Kinder sind Meister darin, zu fühlen.
Und manchmal überfordert uns Erwachsene genau das.
Besonders dann, wenn ihre Freude zu viel, ihre Angst zu groß, ihre Wut zu laut wird.
Was sollen wir tun, wenn unser Kind emotional überläuft?
Beruhigen? Grenzen setzen? Gefühle erklären?
Oder vielleicht: einfach bleiben?
In ihrer Blogparade „Kindergefühle: managen oder begleiten?“ lädt Regine Behrens dazu ein, über genau diese Fragen nachzudenken – aus der Sicht von Eltern, Pädagog:innen, Coaches, Wegbegleiter:innen.
Ich möchte mit diesem Beitrag meine Perspektive teilen:
Nicht als Expertencoach, sondern als Vater.
Von einem besonderen Kind.

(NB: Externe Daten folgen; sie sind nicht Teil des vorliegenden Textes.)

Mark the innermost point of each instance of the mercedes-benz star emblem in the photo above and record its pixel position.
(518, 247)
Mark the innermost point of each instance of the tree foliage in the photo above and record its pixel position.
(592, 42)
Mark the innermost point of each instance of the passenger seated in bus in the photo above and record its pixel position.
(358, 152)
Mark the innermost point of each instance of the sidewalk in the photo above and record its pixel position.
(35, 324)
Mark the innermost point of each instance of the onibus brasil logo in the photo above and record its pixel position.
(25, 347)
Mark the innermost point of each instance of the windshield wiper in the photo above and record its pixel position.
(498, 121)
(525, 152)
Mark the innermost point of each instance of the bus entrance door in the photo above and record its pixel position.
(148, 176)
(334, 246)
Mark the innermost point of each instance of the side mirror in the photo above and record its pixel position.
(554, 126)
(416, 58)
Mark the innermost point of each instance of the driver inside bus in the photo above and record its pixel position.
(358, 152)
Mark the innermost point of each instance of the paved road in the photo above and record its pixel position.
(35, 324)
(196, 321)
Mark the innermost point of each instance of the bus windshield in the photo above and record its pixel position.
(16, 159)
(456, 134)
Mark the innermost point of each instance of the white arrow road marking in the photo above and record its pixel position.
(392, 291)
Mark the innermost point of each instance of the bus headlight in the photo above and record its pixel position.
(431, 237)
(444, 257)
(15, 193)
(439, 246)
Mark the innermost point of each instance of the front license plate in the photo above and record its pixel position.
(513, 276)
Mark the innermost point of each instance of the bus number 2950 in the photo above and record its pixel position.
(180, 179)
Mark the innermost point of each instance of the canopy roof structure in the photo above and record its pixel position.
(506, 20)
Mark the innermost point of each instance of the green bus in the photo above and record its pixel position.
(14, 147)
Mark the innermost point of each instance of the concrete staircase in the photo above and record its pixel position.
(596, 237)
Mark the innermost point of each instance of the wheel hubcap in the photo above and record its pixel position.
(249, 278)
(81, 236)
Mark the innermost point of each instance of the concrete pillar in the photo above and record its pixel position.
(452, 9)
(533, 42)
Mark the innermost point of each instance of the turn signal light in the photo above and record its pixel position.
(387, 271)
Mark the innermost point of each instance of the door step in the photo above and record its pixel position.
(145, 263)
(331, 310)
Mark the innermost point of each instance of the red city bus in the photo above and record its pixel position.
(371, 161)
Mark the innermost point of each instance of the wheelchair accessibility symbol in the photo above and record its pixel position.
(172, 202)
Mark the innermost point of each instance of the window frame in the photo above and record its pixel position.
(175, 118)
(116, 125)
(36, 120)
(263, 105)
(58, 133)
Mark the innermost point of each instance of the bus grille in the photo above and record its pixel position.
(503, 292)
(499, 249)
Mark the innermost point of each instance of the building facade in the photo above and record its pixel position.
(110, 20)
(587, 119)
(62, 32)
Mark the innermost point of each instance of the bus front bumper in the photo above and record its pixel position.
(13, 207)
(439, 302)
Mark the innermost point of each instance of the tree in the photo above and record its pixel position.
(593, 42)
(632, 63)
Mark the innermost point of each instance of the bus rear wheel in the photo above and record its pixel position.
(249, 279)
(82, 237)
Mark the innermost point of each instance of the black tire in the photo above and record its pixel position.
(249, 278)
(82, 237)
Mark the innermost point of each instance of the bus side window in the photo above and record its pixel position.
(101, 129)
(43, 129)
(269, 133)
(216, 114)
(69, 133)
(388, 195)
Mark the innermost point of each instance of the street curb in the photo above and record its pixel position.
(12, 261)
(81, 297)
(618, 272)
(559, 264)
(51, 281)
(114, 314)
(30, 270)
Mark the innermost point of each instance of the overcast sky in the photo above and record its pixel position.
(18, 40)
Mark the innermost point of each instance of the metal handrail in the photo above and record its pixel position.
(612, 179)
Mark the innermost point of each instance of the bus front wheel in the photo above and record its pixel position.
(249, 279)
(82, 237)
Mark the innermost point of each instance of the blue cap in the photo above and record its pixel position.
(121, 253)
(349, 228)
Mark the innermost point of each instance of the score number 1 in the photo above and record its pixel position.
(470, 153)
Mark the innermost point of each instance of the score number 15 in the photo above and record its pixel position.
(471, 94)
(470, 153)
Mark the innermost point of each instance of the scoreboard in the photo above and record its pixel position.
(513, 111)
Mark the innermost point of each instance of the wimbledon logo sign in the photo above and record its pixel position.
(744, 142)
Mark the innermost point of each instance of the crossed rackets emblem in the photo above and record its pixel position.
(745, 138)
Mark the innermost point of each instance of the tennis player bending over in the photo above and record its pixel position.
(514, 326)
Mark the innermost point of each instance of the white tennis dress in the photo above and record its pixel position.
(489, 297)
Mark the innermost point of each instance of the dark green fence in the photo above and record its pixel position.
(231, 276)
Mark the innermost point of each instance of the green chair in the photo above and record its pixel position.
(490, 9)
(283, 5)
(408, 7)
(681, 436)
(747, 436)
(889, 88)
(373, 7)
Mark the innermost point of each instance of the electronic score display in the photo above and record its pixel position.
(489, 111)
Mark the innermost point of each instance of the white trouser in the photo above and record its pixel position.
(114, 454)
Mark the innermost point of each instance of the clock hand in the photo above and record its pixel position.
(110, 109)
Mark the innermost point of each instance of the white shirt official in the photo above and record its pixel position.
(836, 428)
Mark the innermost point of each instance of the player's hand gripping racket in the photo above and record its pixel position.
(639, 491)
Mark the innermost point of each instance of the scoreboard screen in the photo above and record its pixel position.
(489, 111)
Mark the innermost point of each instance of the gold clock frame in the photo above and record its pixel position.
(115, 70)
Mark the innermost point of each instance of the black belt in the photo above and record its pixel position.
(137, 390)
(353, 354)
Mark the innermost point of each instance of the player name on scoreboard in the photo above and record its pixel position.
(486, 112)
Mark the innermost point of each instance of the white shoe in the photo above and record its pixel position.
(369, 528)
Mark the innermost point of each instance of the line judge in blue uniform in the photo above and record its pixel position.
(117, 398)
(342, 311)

Mit ganz besonderen Gefühlen.
Am Beispiel der ersten Klassenfahrt von Sohn 02.
Wenn Vorfreude zu viel wird – und Loslassen weh tut
Der Bus stand schon auf dem Hof.
Lehrkräfte mit Listen.
Taschen, die zu groß waren für die Körper, die sie tragen sollten.
Und mittendrin: mein Sohn.
Rucksack auf dem Rücken. Strahlendes Gesicht. Und eine Aufregung, die kaum zu bändigen war.

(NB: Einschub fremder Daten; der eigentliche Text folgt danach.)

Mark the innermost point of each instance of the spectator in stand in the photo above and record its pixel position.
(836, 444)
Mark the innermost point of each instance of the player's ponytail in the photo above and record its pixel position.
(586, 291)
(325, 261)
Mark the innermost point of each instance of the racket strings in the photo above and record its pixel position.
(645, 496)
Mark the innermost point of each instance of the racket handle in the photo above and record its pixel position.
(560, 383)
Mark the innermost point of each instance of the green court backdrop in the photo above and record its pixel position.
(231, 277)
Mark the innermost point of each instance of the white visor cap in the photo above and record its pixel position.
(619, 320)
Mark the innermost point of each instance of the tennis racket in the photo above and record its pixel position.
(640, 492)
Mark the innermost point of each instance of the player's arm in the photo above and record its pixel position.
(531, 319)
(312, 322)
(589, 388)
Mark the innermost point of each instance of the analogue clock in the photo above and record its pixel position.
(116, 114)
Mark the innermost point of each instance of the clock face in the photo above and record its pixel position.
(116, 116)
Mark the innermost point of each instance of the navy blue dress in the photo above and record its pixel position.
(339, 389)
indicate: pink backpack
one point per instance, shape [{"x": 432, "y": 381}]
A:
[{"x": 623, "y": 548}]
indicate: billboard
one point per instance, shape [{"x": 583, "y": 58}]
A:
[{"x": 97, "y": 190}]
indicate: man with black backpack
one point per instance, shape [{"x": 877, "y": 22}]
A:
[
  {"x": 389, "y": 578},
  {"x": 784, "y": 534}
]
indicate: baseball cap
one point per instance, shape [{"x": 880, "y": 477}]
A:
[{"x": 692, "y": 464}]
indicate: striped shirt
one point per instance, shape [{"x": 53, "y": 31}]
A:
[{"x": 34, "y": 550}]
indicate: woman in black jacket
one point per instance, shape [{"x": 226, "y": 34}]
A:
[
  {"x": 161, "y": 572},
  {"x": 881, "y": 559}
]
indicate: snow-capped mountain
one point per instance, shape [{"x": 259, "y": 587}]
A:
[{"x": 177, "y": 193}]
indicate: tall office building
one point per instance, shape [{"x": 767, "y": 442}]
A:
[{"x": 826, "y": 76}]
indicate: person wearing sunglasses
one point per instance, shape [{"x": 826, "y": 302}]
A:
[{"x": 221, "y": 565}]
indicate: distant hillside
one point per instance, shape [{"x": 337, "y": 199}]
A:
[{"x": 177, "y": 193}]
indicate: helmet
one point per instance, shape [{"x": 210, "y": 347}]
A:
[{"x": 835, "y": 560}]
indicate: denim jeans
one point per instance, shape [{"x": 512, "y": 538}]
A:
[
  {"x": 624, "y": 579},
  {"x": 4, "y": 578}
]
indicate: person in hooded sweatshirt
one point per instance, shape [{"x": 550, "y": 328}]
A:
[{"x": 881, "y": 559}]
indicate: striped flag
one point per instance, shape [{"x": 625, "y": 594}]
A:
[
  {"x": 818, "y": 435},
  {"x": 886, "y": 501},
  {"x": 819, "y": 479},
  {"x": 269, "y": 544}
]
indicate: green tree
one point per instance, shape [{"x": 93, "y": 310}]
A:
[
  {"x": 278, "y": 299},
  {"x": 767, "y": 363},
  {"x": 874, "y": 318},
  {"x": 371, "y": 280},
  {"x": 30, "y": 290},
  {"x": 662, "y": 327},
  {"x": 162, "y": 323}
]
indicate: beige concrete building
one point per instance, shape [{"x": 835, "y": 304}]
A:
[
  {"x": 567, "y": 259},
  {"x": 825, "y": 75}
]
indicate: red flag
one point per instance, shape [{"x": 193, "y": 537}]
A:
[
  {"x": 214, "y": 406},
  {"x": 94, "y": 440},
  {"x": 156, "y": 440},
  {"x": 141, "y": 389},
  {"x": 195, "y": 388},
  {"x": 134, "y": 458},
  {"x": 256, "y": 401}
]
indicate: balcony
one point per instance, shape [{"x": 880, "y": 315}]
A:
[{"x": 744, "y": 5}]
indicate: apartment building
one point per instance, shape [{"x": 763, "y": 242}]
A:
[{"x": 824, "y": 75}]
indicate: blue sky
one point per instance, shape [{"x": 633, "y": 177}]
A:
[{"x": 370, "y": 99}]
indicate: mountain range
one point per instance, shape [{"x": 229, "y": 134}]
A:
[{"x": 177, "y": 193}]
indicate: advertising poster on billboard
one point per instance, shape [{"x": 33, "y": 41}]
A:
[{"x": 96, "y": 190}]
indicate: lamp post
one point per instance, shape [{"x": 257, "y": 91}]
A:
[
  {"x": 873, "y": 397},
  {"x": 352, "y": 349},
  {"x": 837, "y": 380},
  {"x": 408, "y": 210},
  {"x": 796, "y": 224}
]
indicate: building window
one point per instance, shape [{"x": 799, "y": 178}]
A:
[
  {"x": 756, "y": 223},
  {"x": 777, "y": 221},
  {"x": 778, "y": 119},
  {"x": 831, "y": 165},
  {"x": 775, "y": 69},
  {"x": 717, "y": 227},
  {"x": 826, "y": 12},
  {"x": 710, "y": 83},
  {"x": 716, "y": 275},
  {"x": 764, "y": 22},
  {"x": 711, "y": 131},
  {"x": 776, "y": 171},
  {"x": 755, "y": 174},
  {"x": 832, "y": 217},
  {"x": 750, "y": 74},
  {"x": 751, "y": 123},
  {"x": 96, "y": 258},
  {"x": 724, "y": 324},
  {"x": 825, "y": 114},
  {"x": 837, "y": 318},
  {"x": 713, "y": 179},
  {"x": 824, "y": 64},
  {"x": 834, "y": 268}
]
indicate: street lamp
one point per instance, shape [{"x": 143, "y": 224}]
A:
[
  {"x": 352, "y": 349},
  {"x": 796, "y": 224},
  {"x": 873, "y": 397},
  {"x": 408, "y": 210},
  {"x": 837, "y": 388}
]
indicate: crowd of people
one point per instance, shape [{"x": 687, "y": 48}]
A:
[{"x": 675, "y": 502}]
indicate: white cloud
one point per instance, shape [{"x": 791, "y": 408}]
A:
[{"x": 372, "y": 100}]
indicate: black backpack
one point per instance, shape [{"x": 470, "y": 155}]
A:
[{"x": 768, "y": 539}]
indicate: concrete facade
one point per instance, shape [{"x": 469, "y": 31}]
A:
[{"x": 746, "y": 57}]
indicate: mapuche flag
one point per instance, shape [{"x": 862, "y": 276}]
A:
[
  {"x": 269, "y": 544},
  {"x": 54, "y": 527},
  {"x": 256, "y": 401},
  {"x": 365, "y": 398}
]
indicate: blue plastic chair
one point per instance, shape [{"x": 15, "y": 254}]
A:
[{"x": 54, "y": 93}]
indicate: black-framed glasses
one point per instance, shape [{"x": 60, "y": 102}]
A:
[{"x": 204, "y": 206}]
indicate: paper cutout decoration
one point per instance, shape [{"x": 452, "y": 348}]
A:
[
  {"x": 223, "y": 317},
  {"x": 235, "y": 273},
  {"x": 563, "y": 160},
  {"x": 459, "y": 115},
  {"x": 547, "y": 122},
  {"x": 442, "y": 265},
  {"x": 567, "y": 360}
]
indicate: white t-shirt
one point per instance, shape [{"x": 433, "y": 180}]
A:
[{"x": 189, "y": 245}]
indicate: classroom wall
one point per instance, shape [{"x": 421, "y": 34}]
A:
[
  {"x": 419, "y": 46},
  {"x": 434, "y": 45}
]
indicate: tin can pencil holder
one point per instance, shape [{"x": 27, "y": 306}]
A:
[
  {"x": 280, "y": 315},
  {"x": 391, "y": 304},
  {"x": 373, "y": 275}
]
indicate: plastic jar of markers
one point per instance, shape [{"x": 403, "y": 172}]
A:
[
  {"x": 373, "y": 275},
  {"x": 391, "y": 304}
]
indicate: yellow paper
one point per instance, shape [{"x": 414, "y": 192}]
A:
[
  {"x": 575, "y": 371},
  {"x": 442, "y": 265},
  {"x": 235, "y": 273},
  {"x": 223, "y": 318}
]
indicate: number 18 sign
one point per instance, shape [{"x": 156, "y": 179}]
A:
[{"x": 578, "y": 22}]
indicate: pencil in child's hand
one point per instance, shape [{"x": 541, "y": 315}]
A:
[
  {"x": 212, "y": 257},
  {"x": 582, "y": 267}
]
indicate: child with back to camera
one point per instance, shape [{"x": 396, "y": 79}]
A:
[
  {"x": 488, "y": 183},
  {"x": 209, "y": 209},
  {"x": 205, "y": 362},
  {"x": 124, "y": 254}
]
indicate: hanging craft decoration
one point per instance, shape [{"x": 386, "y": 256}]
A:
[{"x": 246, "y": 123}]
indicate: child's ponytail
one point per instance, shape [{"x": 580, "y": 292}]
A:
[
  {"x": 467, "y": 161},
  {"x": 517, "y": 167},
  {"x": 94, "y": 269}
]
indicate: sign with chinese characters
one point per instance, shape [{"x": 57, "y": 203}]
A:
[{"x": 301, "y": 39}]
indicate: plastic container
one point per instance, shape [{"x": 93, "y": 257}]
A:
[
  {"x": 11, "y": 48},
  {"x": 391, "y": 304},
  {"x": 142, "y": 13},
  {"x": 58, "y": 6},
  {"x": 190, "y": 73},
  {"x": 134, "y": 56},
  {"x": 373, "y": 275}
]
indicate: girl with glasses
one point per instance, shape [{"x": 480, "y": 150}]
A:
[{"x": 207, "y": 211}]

Er fährt auf Klassenfahrt.
Zwei Nächte. Ohne uns.
Zum allerersten Mal.
Und während er winkt – mit seiner ganzen ungebremsten Freude –
spüre ich, wie in mir etwas reißt.
Nicht weil ich ihm das nicht gönne.
Sondern weil ich ihn liebe.
Diese Fahrt war wochenlang Thema bei uns zu Hause.
Tage wurden gezählt, Pläne gemacht, T-Shirts gefaltet, Medikamente vorbereitet, Listen geschrieben.
Und gleichzeitig wurde viel geweint.
Geschrien.
Festgehalten.
Nicht aus Angst, sondern aus zu viel Gefühl.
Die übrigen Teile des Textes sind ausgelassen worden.